Jirka Lhotka
About Jirka Lhotka
Jirka Lhotka is an AI Engineer specializing in Natural Language Processing and Large Language Models, currently employed at Nexthink in Switzerland. He has a strong academic background in computer science from the University of Cambridge and EPFL, along with experience at notable organizations such as DeepMind and The Boston Consulting Group.
Current Role at Nexthink
Jirka Lhotka currently serves as an AI Engineer specializing in Natural Language Processing (NLP) and Large Language Models (LLMs) at Nexthink. He has been in this position since 2023, contributing to advancements in AI technologies. His role involves enhancing the effectiveness of large language models through innovative methodologies.
Previous Experience in Data Science and AI
Before joining Nexthink, Jirka Lhotka gained valuable experience in various roles. He worked as a Data Scientist at Creative Dock for five months in 2018 in Prague. In 2022, he interned as a Research Engineer at DeepMind in London for three months. Additionally, he served as a Visiting Associate at The Boston Consulting Group for three months in 2017. He was also a Founding Engineer at Deepnote from 2018 to 2021.
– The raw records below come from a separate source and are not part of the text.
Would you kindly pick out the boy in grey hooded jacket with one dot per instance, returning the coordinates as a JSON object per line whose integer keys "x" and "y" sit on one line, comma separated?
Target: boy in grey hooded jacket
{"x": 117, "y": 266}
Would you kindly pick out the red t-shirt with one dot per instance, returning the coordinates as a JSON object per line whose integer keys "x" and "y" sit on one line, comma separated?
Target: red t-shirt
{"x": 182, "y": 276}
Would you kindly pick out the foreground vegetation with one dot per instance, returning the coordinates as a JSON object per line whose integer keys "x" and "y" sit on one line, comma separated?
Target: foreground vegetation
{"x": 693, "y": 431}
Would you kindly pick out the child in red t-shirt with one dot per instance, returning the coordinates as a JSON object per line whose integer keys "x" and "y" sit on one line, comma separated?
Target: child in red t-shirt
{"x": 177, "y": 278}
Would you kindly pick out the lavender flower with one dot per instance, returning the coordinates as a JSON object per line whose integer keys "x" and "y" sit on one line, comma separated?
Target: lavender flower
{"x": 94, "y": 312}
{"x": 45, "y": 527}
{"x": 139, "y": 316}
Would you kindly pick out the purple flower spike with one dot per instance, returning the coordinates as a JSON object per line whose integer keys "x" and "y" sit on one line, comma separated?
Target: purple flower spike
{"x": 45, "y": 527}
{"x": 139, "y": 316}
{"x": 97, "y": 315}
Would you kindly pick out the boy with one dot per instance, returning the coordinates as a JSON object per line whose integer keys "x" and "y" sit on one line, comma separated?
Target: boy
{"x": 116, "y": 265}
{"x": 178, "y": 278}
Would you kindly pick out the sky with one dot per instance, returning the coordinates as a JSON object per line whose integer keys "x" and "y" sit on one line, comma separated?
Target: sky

Educational Background in Computer Science
Jirka Lhotka pursued his education in Computer Science at two prestigious institutions. He completed his Bachelor's Degree at the University of Cambridge from 2015 to 2018. Following this, he studied at EPFL (École polytechnique fédérale de Lausanne), where he earned a Master of Science (MS) in Computer Science from 2021 to 2023.
Participation in Y Combinator Program
In 2019, Jirka Lhotka participated in the Y Combinator program with Deepnote. This experience contributed to his understanding of startup dynamics and innovation in technology, particularly in the field of data science and AI.
Projects in Natural Language Processing
Jirka Lhotka has worked on significant projects in the field of Natural Language Processing. His projects include developing techniques for Retrieval-Augmented Generation (RAG) and implementing fine-tuning methods for large language models. These projects reflect his expertise in enhancing AI capabilities.